“The more clearly we can focus our attention on the wonders and realities of the universe about us, the less taste we shall have for destruction.”
― Rachel Carson, author of Silent Spring

The Big Bang Theory

Three minutes after the Big Bang, the Universe temperature had fallen below 1 billion degrees and its diameters had grown to about 100 billion km (60 billion miles). As the Universe continued to expand and cool further, atoms and molecules slowed down and accumulated into nebulae, patchy clouds of gas consisted entirely of the smallest atoms - hydrogen (98%), helium (2%) and traces of lithium, beryllium, and boron.

Nebula [Source: NASA ]

Protostars were formed when the gravitational pull of nebulae began pulling in its surrounding gases and gradually grew in mass and therefore, density.
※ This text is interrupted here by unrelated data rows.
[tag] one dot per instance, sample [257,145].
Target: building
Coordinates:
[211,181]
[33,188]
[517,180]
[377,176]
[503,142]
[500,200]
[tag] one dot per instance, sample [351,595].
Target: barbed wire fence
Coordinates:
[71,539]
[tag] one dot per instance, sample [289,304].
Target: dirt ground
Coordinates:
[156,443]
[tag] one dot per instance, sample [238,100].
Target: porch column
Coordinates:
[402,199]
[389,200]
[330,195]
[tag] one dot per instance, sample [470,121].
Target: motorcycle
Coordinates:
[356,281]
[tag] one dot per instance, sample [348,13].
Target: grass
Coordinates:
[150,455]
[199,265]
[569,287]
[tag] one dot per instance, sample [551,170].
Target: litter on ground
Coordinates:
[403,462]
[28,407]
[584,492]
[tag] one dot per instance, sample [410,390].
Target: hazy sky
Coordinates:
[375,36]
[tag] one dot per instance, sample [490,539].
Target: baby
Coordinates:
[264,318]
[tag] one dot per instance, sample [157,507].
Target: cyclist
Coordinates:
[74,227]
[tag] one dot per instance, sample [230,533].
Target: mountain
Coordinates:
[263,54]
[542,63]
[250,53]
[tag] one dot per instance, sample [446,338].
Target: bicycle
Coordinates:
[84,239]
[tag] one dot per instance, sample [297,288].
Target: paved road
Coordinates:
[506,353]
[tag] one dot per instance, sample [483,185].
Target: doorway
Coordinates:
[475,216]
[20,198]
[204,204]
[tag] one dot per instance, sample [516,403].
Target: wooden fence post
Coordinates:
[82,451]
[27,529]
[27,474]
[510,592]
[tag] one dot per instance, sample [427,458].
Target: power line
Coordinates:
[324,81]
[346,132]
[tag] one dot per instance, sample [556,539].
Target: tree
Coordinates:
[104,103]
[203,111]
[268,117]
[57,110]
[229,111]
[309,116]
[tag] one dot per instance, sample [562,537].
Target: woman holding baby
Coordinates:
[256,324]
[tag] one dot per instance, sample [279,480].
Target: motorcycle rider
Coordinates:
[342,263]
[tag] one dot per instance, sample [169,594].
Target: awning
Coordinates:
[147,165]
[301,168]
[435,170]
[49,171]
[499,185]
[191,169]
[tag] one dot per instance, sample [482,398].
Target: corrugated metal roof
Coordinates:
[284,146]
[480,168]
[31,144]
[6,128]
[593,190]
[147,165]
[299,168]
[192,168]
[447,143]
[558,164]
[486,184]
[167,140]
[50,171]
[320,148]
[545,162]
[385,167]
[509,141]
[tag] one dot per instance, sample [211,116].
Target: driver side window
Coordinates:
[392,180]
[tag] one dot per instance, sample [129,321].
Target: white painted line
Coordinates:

This grand example of "rich getting richer" meant the denser region of matter compacted into a smaller region with other gases swirling around it resulting a spinning disk-shaped mass of gas called an accretion disc.

Accretion Disc [Source: NASA ]

The formation of this disc meant as the centre got denser as the gravitational pull increased resulting in the inward collapse of the surrounding nebula. This kinectic motion of atoms and molecules towards the centre transformed into heat and increased temperature of this "ball". The constant movement of the atoms and molecules inside the ball further increased the temperature till it became hot enough to glow, thus becoming a protostar. As the protostar pulls in more mass, its core becomes dense enough for the temperature to reach about 10 million degrees which sets the stage for fusion reactions (which in a nutshell means formation of heavier elements i.e. hydrogen nuclei join to form helium nuclei). The protostar has now officially become a star.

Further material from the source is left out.